Intervention: Fulvestrant
Triplet Combination (Dose Expansion)
Additional patients will be enrolled at the dose determined in Part A.
Intervention: AZD2014
Triplet Combination (Dose Expansion)
Additional patients will be enrolled at the dose determined in Part A.
Intervention: Palbociclib
Triplet Combination (Dose Expansion)
Additional patients will be enrolled at the dose determined in Part A.
Intervention: Fulvestrant
Outcomes
Primary Outcomes
Parts A and B: Number of adverse events experienced by patients
Time Frame: Approximately 16 months
Safety and tolerability assessed through the incidence of adverse events.
Secondary Outcomes
- Part B: Duration of Response (DoR)(Assessed every 8 weeks for approximately 16 months)
- Parts A and B: Peak plasma concentrations (Cmax) of AZD2014 and palbociclib following multiple doses(Samples will be collected at prespecified time points up to 12 hours following dosing.)
- Time to reach peak plasma concentrations (tmax) for AZD 2014 and palbociclib.(Samples will be collected at prespecified time points up to 12 hours following dosing.)
- Part B: Overall Survival (OS)(Approximately 24 months)
- Parts A and B: Best Objective Response (BOR)(Assessed every 8 weeks for approximately 16 months)
- Part A: Peak plasma concentrations (Cmax) of AZD2014 and palbociclib following single dose(Samples for single dose PK will be collected at prespecified time points up to 12 hours following dosing.)
- Area under the plasma concentration-time curve from zero to infinity (AUC 0-∞) for AZD 2014 and palbociclib.(Samples will be collected at prespecified time points up to 9 days following dosing.)
- Area under the plasma concentration-time curve from zero to 12 hours (AUC 0-12) for AZD 2014 and palbociclib.(Samples will be collected at prespecified time points up to 12 hours following dosing.)
- Area under the plasma concentration-time curve from zero to 24 hours (AUC 0-24) for AZD 2014 and palbociclib.(Samples will be collected at prespecified time points up to 24 hours following dosing.)

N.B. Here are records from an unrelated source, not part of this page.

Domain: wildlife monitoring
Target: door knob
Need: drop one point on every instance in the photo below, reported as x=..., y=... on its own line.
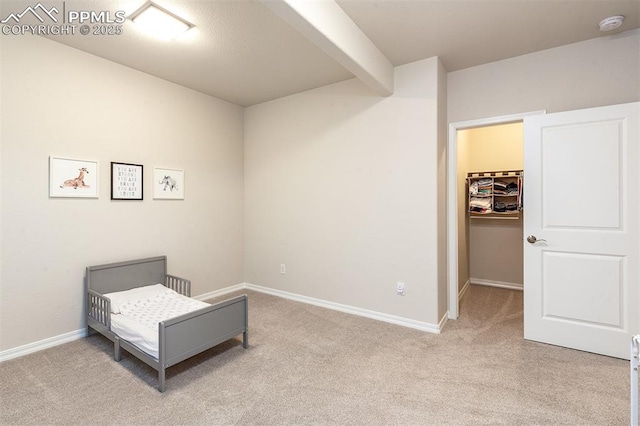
x=532, y=239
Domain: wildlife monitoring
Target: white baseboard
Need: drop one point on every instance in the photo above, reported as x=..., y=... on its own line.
x=78, y=334
x=221, y=292
x=501, y=284
x=42, y=344
x=465, y=287
x=405, y=322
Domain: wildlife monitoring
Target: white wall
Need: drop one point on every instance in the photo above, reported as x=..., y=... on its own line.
x=598, y=72
x=58, y=101
x=342, y=187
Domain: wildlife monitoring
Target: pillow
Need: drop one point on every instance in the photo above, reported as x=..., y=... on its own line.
x=119, y=298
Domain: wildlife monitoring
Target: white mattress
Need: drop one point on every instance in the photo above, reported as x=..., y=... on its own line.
x=138, y=320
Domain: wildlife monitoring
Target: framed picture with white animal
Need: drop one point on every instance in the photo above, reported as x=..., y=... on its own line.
x=168, y=184
x=126, y=181
x=73, y=178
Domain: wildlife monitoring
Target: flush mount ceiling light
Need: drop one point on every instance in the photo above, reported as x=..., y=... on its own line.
x=611, y=23
x=159, y=22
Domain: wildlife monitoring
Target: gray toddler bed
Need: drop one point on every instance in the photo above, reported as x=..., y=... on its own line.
x=179, y=338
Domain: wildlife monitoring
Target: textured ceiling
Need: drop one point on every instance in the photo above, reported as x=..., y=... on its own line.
x=241, y=52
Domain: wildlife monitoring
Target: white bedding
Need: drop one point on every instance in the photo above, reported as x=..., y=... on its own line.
x=138, y=320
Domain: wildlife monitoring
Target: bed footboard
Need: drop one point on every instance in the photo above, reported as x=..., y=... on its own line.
x=187, y=335
x=99, y=319
x=177, y=284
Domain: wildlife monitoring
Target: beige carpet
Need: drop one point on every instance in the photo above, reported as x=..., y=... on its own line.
x=308, y=365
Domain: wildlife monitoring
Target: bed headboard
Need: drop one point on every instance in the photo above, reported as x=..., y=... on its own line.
x=122, y=276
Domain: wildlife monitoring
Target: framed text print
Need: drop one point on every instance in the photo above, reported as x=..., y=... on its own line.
x=168, y=184
x=126, y=181
x=73, y=178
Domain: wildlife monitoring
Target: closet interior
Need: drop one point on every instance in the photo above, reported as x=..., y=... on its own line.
x=491, y=206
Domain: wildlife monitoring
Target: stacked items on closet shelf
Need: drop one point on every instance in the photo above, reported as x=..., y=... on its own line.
x=497, y=194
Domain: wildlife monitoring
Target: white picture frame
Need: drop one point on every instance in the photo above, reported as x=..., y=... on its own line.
x=69, y=178
x=168, y=184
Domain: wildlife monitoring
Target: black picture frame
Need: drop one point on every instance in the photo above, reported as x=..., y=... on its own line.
x=127, y=181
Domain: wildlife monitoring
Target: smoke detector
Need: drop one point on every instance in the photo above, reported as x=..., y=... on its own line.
x=611, y=23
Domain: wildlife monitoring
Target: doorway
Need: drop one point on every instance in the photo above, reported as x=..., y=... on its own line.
x=458, y=229
x=490, y=250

- Area under the plasma concentration-time curve from zero to the last measurable concentration (AUC 0-t) for AZD 2014 and palbociclib.(Samples will be collected at prespecified time points up to 9 days following dosing.)

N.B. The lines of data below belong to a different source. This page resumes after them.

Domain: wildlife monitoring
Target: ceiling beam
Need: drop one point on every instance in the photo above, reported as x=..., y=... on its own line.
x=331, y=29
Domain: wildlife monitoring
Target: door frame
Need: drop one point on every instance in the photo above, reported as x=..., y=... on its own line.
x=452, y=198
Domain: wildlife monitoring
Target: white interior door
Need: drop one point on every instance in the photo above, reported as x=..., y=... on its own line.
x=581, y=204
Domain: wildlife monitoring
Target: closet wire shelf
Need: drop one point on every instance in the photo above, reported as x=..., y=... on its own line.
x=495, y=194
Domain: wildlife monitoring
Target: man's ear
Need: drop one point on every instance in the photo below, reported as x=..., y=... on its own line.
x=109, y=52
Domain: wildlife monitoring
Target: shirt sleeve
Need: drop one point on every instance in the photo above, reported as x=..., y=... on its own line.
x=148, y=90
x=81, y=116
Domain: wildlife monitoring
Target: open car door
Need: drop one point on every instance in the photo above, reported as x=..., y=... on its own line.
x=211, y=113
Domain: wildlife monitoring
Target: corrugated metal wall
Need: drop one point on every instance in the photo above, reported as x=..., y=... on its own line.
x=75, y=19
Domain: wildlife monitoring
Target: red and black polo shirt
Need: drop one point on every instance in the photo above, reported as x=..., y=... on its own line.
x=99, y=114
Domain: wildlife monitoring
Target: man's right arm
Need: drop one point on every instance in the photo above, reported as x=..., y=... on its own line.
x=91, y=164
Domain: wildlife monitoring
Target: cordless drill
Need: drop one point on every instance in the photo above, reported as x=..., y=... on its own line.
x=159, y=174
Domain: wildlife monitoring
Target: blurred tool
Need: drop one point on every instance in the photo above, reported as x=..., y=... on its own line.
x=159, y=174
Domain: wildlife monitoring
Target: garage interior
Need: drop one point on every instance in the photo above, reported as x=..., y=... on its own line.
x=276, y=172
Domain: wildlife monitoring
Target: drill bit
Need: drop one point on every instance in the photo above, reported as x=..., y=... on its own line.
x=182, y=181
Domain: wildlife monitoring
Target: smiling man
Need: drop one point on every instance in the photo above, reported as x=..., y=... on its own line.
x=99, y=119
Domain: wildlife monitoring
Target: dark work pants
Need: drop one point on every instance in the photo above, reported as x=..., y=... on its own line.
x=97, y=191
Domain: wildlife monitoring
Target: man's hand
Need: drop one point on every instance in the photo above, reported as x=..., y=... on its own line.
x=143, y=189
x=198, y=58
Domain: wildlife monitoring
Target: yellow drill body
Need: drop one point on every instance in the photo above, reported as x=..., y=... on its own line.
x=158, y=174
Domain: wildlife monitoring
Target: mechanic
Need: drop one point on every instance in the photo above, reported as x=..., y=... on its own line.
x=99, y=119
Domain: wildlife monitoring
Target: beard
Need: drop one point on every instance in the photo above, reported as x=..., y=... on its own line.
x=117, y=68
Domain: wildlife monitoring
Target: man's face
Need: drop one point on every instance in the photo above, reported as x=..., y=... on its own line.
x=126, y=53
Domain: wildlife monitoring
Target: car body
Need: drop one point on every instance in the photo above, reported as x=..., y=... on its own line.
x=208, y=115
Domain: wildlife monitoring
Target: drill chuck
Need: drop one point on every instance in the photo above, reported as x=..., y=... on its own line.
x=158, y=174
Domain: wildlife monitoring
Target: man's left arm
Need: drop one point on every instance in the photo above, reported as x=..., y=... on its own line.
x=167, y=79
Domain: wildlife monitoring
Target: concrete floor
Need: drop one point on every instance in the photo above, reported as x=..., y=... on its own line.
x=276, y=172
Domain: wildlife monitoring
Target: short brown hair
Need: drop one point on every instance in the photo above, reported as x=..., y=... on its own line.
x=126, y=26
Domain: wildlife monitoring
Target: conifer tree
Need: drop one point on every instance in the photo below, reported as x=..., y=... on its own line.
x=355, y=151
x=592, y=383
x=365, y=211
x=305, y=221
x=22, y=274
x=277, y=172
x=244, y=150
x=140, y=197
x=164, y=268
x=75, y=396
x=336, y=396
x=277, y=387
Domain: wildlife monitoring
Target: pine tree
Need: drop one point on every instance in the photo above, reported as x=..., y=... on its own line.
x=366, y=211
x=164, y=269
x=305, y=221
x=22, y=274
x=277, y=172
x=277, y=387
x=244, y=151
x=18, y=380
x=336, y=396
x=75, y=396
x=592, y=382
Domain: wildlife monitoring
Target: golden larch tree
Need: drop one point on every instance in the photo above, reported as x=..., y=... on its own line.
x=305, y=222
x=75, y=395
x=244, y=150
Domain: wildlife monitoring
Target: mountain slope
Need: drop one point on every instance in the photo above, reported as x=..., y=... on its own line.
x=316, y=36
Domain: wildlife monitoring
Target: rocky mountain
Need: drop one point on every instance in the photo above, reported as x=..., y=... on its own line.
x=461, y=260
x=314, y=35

- Part B: Progression Free Survival (PFS)(Assessed every 8 weeks for approximately 16 months)
- Parts A and B: Objective Response Rate (ORR)(Assessed every 8 weeks for approximately 16 months)
- Parts A and B: Change from baseline in biomarker H-score(16 months)
- Terminal elimination rate constant (λz) for AZD 2014 and palbociclib.(Samples will be collected at prespecified time points up to 9 days following dosing.)
- Terminal plasma half-life (t1/2λz) for AZD 2014 and palbociclib.(Samples will be collected at prespecified time points up to 9 days following dosing.)